Shows to Avoid: CBS' "Frannie's Turn" sitcom, which premieres at 8 p.m. Sunday on KIRO-TV, is stupefyingly bad - terribly acted, stupidly written. One wonders the sanity of whoever at CBS gave the green light for this mess.

And who gave the green light at KOMO-TV for "That's Amore," a new syndicated series Channel 4 likes so much that, starting Monday, it's airing it at 11 a.m. and again at 2 a.m. It's another of those wretched shows where married couples complain about each other at tiresome lengths.

Tom Arnold, still riding on the coattails of wife Roseanne Barr, has another tasteless, unfunny "comedy" special on HBO, premiering at 9:30 p.m. Sunday. It's a case study in how to be offensive without ever being funny.

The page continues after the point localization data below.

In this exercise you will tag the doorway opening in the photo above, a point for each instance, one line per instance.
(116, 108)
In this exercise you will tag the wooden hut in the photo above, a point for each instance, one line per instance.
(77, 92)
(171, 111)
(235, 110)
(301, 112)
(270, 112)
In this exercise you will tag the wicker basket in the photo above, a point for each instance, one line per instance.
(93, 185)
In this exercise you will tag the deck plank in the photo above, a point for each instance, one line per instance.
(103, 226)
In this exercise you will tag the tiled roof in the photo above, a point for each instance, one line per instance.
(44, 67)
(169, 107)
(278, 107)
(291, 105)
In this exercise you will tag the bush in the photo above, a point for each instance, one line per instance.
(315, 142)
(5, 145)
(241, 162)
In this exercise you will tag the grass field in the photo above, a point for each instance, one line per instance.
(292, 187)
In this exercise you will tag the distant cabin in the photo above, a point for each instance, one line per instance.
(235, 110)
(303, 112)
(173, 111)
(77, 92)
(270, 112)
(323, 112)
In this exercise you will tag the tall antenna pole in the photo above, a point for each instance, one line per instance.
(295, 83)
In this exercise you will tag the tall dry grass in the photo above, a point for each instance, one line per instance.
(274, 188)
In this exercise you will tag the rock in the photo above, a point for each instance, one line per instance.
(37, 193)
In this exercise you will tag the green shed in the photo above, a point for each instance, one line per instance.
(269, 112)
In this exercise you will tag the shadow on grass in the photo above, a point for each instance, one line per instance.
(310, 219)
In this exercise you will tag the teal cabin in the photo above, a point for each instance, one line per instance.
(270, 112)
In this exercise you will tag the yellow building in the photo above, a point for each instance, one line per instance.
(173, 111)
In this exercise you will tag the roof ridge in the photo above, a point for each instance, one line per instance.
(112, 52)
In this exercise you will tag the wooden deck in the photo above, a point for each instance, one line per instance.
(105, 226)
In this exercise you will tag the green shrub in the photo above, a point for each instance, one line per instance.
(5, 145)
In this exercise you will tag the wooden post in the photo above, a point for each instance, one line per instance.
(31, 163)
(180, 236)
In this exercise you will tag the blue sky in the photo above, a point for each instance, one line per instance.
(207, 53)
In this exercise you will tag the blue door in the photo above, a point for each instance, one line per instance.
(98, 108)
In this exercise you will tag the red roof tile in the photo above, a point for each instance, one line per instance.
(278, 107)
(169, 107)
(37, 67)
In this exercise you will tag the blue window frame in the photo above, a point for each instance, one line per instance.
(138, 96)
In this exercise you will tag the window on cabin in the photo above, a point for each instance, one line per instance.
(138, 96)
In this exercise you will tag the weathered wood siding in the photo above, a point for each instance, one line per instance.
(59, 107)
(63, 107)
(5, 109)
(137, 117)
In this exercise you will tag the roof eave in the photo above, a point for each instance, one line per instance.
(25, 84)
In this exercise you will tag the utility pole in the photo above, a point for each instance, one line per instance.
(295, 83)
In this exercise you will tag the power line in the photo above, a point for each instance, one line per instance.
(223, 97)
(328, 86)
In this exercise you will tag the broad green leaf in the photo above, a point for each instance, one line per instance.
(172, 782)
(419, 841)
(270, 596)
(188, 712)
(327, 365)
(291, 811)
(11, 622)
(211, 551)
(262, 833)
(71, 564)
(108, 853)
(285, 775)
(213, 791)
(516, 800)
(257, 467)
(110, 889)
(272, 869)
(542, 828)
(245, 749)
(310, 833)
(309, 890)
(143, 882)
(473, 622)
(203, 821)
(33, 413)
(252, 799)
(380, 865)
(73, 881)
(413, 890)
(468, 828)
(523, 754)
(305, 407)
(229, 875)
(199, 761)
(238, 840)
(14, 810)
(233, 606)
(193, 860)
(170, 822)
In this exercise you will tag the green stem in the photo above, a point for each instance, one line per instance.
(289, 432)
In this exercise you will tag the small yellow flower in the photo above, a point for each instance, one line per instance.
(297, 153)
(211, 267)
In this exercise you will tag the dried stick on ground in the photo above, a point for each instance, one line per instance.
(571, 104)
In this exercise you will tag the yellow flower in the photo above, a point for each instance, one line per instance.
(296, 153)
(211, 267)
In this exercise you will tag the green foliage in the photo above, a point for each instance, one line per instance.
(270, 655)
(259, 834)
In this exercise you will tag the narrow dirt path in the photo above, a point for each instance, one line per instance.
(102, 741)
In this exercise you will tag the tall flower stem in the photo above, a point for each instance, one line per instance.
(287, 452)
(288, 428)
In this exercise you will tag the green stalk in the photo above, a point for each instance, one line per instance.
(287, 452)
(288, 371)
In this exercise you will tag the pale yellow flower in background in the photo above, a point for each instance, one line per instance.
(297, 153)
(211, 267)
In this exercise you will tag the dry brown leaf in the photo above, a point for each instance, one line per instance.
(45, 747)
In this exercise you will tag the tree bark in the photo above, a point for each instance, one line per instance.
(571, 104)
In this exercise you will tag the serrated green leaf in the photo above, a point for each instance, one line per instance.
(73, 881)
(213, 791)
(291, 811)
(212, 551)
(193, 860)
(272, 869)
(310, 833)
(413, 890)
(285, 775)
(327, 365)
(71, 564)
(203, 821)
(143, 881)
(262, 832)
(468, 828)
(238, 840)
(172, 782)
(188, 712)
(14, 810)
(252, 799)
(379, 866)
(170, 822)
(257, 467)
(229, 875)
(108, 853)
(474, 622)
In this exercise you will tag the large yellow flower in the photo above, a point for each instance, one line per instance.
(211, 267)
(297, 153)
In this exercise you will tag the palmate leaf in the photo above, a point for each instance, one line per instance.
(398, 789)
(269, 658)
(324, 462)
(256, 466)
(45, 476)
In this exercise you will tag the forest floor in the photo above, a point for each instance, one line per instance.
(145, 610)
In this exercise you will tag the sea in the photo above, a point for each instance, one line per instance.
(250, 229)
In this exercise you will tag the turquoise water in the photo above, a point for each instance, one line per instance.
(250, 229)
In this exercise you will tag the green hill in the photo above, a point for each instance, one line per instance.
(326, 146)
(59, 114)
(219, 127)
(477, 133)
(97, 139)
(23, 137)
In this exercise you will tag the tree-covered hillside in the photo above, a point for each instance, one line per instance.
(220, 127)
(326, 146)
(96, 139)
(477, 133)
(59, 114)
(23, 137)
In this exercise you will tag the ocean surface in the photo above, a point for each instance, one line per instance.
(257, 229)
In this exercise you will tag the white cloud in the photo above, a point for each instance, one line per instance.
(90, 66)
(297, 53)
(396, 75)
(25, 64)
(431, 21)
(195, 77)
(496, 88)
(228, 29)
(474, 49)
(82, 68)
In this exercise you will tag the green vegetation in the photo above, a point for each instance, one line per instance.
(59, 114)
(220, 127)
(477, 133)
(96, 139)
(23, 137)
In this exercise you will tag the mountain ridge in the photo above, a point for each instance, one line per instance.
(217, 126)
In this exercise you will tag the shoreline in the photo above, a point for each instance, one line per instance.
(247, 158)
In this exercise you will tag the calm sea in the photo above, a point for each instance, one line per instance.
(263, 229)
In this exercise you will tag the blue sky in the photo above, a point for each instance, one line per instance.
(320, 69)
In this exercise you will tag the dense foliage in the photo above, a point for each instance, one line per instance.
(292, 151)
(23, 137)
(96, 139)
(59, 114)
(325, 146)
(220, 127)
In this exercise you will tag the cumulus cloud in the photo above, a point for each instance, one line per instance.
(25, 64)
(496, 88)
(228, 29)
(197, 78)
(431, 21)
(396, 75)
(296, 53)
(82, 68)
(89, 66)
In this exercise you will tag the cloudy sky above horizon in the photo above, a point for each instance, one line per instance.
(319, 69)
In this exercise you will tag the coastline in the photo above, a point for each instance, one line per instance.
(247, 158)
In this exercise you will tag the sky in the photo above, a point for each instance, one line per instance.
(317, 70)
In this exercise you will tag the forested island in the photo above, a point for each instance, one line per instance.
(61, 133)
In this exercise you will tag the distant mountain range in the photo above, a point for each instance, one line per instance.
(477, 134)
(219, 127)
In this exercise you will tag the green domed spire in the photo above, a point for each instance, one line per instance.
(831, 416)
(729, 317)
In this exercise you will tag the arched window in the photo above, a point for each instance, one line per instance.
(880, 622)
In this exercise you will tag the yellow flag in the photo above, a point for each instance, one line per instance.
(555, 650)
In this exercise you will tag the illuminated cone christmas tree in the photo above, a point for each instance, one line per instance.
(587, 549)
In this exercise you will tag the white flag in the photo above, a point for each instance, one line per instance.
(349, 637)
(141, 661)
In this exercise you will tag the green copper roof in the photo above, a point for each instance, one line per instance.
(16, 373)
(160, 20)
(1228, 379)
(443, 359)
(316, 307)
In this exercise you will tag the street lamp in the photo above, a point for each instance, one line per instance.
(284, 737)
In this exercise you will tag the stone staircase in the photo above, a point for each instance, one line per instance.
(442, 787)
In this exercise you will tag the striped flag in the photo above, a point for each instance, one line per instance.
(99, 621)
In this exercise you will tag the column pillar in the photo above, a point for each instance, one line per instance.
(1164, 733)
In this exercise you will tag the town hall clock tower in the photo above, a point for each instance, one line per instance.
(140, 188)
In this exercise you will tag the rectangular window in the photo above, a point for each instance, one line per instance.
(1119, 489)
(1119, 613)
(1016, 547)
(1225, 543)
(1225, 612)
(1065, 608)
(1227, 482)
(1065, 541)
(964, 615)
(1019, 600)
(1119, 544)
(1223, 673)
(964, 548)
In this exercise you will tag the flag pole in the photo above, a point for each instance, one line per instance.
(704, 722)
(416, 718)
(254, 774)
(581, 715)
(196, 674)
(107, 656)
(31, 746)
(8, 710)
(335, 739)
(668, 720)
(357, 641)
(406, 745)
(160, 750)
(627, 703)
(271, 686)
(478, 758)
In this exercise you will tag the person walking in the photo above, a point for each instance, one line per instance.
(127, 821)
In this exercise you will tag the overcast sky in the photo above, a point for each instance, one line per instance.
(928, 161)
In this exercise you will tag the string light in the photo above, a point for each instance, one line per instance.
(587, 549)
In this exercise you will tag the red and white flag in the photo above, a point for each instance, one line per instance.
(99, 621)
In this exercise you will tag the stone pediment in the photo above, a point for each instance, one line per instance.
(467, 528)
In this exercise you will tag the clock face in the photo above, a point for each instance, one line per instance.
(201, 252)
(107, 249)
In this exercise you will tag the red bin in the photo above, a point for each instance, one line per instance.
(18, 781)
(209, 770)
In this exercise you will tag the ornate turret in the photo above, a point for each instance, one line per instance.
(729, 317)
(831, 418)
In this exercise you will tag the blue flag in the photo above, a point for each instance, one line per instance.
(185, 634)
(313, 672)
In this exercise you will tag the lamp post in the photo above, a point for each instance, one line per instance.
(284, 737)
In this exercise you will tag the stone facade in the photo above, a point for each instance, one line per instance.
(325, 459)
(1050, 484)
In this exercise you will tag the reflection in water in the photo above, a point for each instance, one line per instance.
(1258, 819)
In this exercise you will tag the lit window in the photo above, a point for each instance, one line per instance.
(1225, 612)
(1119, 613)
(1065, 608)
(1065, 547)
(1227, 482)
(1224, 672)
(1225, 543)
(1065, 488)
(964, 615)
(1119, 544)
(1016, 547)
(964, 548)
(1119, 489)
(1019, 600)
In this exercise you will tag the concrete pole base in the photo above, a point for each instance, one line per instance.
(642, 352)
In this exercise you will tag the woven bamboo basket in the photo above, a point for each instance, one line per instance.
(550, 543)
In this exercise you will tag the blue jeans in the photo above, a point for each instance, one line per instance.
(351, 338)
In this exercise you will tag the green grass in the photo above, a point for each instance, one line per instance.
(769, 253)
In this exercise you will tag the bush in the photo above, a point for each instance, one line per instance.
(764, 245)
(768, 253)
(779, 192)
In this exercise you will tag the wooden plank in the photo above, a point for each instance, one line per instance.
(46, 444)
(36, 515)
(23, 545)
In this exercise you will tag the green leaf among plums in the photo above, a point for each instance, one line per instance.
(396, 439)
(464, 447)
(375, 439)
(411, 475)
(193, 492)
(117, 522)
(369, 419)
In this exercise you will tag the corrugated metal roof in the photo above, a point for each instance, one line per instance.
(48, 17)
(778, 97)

Video notes: NBC repeats a great "Cheers" episode which features Johnny Carson, at 9 tonight on KING-TV. . . . Julia Child goes to Norway for an hour special at 8 tonight on KCTS-TV. . . . Fox's new comedy series, "Likely Suspect," premieres at 9:30 p.m. tomorrow on KCPQ-TV. . . . ABC's "Weekend Special" series of children's specials begins its new season with "Take Me Out of the Ballgame," an engaging mix of live action and a cartoon character, at 11:30 a.m. Saturday on KOMO-TV. . . . Don't miss the premiere of PBS' new series, "Behind the Scenes," co-hosted by Penn & Teller, at 9:30 a.m. Sunday on KCTS-TV. . . .CBS' wonderful "Brooklyn Bridge" begins its second season at 8:30 p.m. Sunday on KIRO-TV. . . .Mike Siegel interviews Tony Bennett on his KTZZ-TV show, "One on One," at 5 p.m. Sunday.